I think you're misunderstanding the standard deviation -- if you run your test 50 times and have 50 different runtimes the standard deviation will be a single number that describes how tight or loose those 50 numbers are distributed around your average. In conjunction with your average run time, the standard deviation will help you see how much spread there is in your results.
Consider the following run times:
12 15 16 18 19 21 12 14
The mean of these run times is 15.875
. The sample standard deviation of this set is 3.27. There's a good explanation of what 3.27 actually means (in a normally distributed population, roughly 68% of the samples will fall within one standard deviation of the mean: e.g., between 15.875-3.27
and 15.875+3.27
) but I think you're just looking for a way to quantify how 'tight' or 'spread out' the results are around your mean.
Now consider a different set of run times (say, after you compiled all your tests with -O2
):
14 16 14 17 19 21 12 14
The mean of these run times is also 15.875
. The sample standard deviation of this set is 3.0. (So, roughly 68% of the samples will fall within 15.875-3.0
and 15.875+3.0
.) This set is more closely grouped than the first set.
And you have a single number that summarizes how compact or loose a group of numbers is around the mean.
Caveats
Standard deviation is built on the assumption of a normal distribution -- but your application may not be normally distributed, so please be aware that standard deviation may be a rough guideline at best. Plot your run-times in a histogram to see if your data looks roughly normal or uniform or multimodal or...
Also, I'm using the sample standard deviation because these are only a sample out of the population space of benchmark runs. I'm not a professional statistician, so even this basic assumption may be wrong. Either population standard deviation or sample standard deviation will give you good enough results in your application IFF you stick to either sample or population. Don't mix the two.

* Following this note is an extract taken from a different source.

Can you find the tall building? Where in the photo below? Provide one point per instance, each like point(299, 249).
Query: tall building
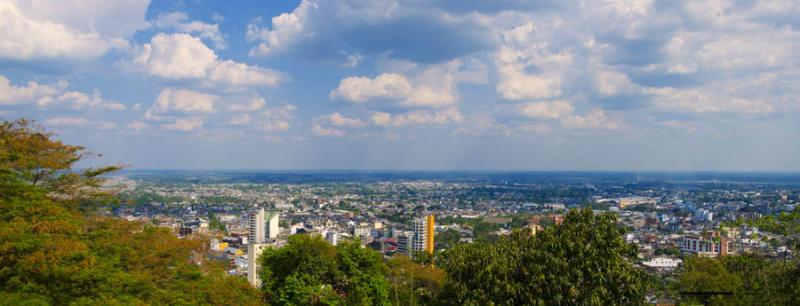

I mentioned that the standard deviation in conjunction with the mean will help you understand your data: if the standard deviation is almost as large as your mean, or worse, larger, then your data is very dispersed, and perhaps your process is not very repeatable. Interpreting a 3%
speedup in the face of a large standard deviation is nearly useless, as you've recognized. And the best judge (in my experience) of the magnitude of the standard deviation is the magnitude of the average.
Last note: yes, you can calculate standard deviation by hand, but it is tedious after the first ten or so. Best to use a spreadsheet or wolfram alpha or your handy high-school calculator.